Progress in augmented reality (AR) waveguides is rarely a linear path, requiring repeated testing, incremental gains, and careful refinement. Research and development is both a necessary and expected part of the process, especially when working within tight optical and manufacturing constraints.
Why Research and Development Matters
Innovation requires technical rigor and the ability to move quickly. Our approach to research and development combines exploration and execution with market intelligence informed by partner and industry needs.
Every waveguide design evolves through testing, helping us better understand how concepts behave in practice. Outcomes are not treated as either a “success” or “failure.” Instead, each round often reveals limitations or edge cases that are not obvious in early models or simulations.
Optical performance must also remain consistent in production environments. After prototyping is complete, different sets of simulations are used to analyze high-volume production data to verify that waveguide quality remains consistent during manufacturing.
As designs progress through the research and development process, our teams gain insight into how specific changes affect things like image sharpness, contrast, efficiency, and color uniformity. They are then able to strategically develop and iterate, moving designs closer to consistent manufacturability.
Behind the Scenes of Our Research and Development
The Team
Our interdisciplinary group of engineers and scientists come from multiple teams, including waveguide design, software, lithography, materials, tool design systems, optical metrology, and optical eyepiece componentry.

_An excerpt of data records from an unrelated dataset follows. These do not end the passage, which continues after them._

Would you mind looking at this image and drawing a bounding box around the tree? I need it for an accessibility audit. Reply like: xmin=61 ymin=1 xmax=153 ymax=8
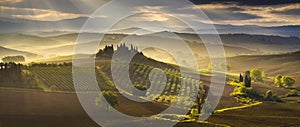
xmin=239 ymin=74 xmax=244 ymax=82
xmin=244 ymin=71 xmax=251 ymax=87
xmin=274 ymin=75 xmax=295 ymax=88
xmin=2 ymin=56 xmax=25 ymax=63
xmin=250 ymin=69 xmax=263 ymax=82
xmin=274 ymin=74 xmax=282 ymax=86
xmin=96 ymin=91 xmax=119 ymax=110
xmin=281 ymin=76 xmax=295 ymax=88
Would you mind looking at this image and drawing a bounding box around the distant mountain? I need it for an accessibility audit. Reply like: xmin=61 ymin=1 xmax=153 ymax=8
xmin=0 ymin=33 xmax=68 ymax=52
xmin=0 ymin=17 xmax=300 ymax=37
xmin=109 ymin=27 xmax=155 ymax=35
xmin=0 ymin=46 xmax=40 ymax=60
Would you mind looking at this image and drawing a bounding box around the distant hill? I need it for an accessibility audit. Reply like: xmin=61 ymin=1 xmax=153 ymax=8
xmin=0 ymin=33 xmax=65 ymax=52
xmin=0 ymin=46 xmax=40 ymax=59
xmin=109 ymin=27 xmax=155 ymax=35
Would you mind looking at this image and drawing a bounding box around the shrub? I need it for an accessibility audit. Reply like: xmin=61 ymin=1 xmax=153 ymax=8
xmin=230 ymin=86 xmax=252 ymax=97
xmin=95 ymin=91 xmax=119 ymax=110
xmin=264 ymin=90 xmax=282 ymax=102
xmin=281 ymin=76 xmax=295 ymax=88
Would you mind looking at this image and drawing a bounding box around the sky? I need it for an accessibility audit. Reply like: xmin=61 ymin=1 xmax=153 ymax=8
xmin=0 ymin=0 xmax=300 ymax=36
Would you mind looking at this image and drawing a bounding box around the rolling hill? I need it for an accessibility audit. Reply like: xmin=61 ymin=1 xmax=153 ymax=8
xmin=0 ymin=46 xmax=40 ymax=59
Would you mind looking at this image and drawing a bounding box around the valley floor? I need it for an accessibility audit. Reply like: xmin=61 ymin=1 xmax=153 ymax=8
xmin=0 ymin=88 xmax=300 ymax=127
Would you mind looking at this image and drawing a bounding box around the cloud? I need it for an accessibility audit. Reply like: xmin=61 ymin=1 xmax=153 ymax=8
xmin=190 ymin=0 xmax=299 ymax=6
xmin=0 ymin=6 xmax=105 ymax=21
xmin=184 ymin=3 xmax=300 ymax=26
xmin=0 ymin=0 xmax=22 ymax=3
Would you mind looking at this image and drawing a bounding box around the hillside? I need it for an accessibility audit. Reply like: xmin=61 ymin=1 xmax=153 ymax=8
xmin=0 ymin=46 xmax=39 ymax=59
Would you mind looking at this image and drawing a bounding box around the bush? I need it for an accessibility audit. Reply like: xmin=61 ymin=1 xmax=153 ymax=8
xmin=281 ymin=76 xmax=295 ymax=88
xmin=264 ymin=90 xmax=282 ymax=102
xmin=230 ymin=86 xmax=252 ymax=97
xmin=96 ymin=91 xmax=119 ymax=110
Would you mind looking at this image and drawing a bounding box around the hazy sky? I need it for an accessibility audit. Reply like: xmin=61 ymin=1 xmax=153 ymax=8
xmin=0 ymin=0 xmax=300 ymax=31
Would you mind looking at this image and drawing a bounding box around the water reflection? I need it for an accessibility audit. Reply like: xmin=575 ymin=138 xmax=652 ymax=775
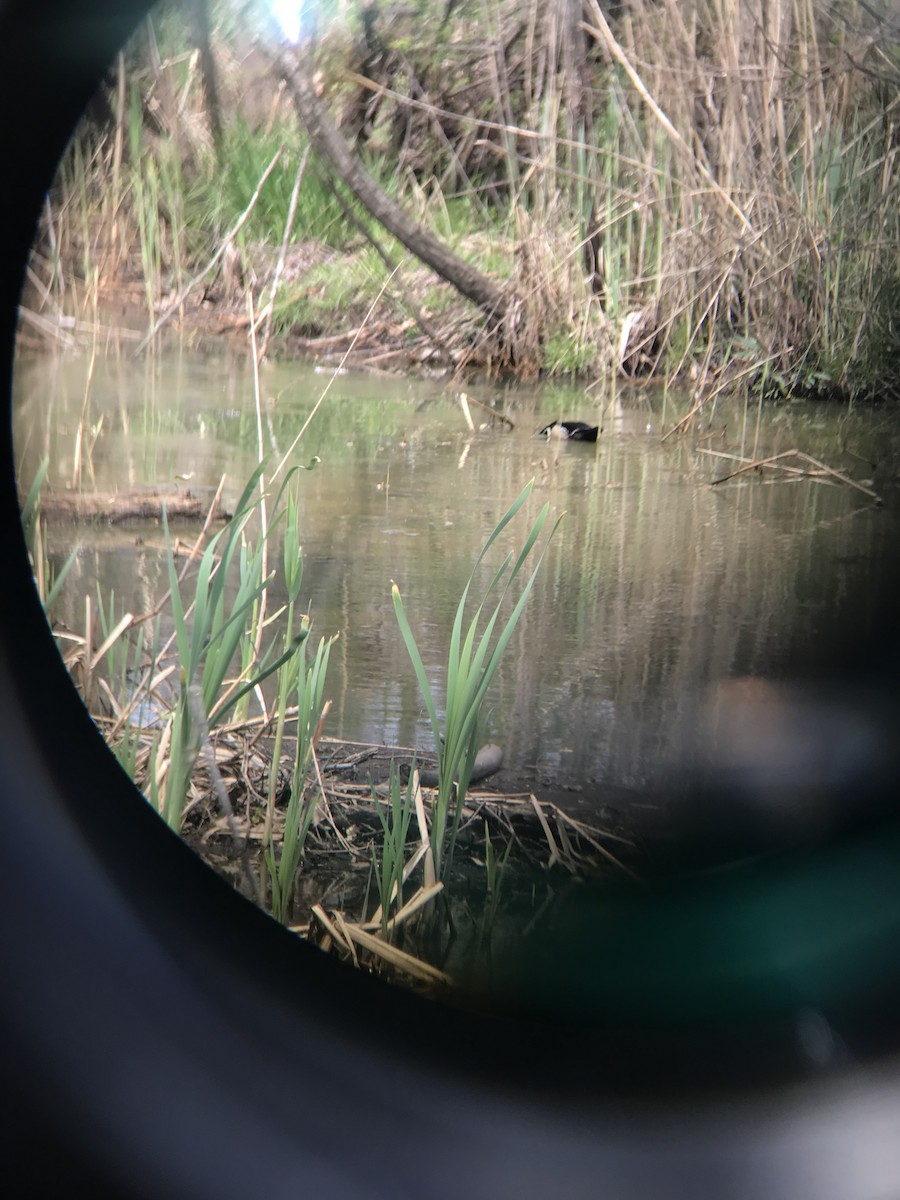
xmin=14 ymin=340 xmax=895 ymax=825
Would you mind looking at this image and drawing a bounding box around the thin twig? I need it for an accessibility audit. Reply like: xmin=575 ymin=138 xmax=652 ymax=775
xmin=134 ymin=145 xmax=284 ymax=358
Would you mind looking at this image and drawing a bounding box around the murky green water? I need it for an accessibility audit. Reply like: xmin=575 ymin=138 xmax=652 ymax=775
xmin=14 ymin=350 xmax=896 ymax=820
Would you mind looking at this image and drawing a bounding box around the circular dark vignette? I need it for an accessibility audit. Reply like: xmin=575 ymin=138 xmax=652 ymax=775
xmin=0 ymin=0 xmax=900 ymax=1200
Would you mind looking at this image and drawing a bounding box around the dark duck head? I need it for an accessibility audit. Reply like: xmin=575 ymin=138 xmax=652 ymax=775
xmin=538 ymin=421 xmax=600 ymax=442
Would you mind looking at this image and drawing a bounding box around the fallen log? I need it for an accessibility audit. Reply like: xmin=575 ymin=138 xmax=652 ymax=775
xmin=28 ymin=487 xmax=230 ymax=524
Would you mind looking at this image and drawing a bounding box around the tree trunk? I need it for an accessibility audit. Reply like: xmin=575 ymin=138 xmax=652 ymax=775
xmin=278 ymin=46 xmax=506 ymax=326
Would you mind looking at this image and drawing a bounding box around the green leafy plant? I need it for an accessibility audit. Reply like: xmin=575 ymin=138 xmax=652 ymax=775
xmin=372 ymin=763 xmax=415 ymax=941
xmin=391 ymin=480 xmax=562 ymax=878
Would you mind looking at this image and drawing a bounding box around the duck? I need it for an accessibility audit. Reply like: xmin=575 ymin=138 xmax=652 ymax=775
xmin=538 ymin=421 xmax=600 ymax=442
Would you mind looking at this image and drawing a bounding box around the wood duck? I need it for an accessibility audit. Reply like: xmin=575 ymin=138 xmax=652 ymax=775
xmin=538 ymin=421 xmax=600 ymax=442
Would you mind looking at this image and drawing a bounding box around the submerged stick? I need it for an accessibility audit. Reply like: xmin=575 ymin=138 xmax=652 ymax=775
xmin=709 ymin=449 xmax=882 ymax=504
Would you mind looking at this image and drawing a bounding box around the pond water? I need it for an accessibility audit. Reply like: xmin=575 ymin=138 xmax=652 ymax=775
xmin=14 ymin=347 xmax=896 ymax=840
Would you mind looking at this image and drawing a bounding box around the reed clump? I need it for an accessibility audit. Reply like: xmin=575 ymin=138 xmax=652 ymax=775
xmin=28 ymin=0 xmax=900 ymax=398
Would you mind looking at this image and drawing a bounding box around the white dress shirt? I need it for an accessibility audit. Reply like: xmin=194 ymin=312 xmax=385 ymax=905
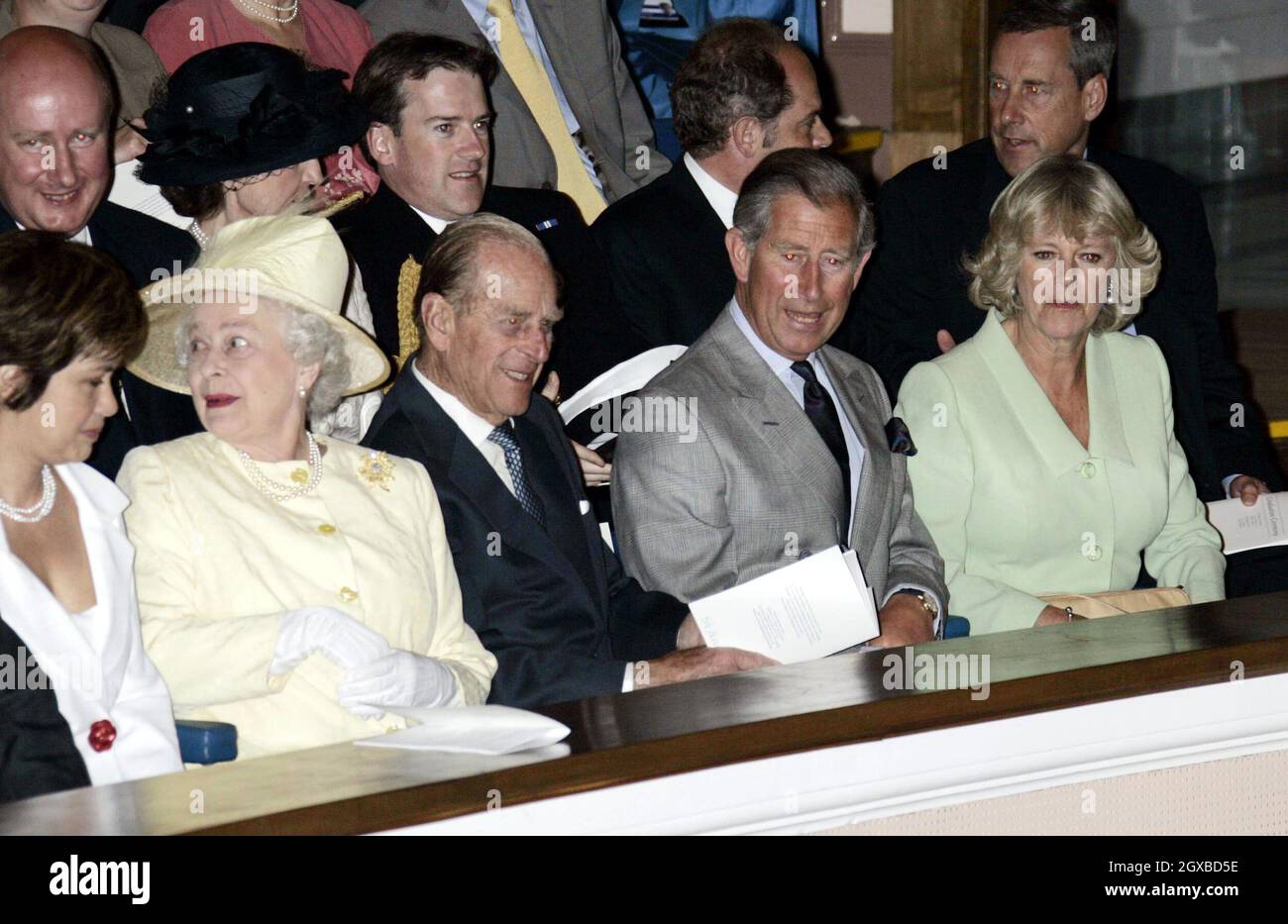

This range of specialized expertise allows us to approach challenges from a range of perspectives. Because waveguides and other AR components are highly interconnected, a decision in one area can influence performance, manufacturability, or outcomes elsewhere in the system.

The Process
Waveguide designs begin with input from our Research and Development team, with the expectation that concepts will evolve throughout the process.
Next, masters are created through internal and external collaboration, followed by early prototypes that allow teams to analyze performance and fine-tune measurements through iterative testing.
From there, the work becomes a continuous cycle of evaluation and adjustment. Integration engineers work closely with process and optical testing teams to adjust parameters based on what the data shows. Some adjustments improve performance, while others introduce new challenges, but each result adds insight and helps define the path forward. Over time, this feedback-driven process reduces defects, improves consistency, and optimizes the materials, tools, and methods used to build production-ready waveguides.
From Waveguide Exploration to Execution
Research and development requires both the imagination to explore new ideas and the expertise to turn them into high-performing waveguides.
Grounded in persistence, patience, technical expertise, and market understanding, our research and development approach focuses on pushing waveguide designs and technology beyond the lab and closer to everyday use. Strategic experimentation and testing remain central to that progress, with each phase of development helping to increase repeatability and performance to move AR glasses technology forward.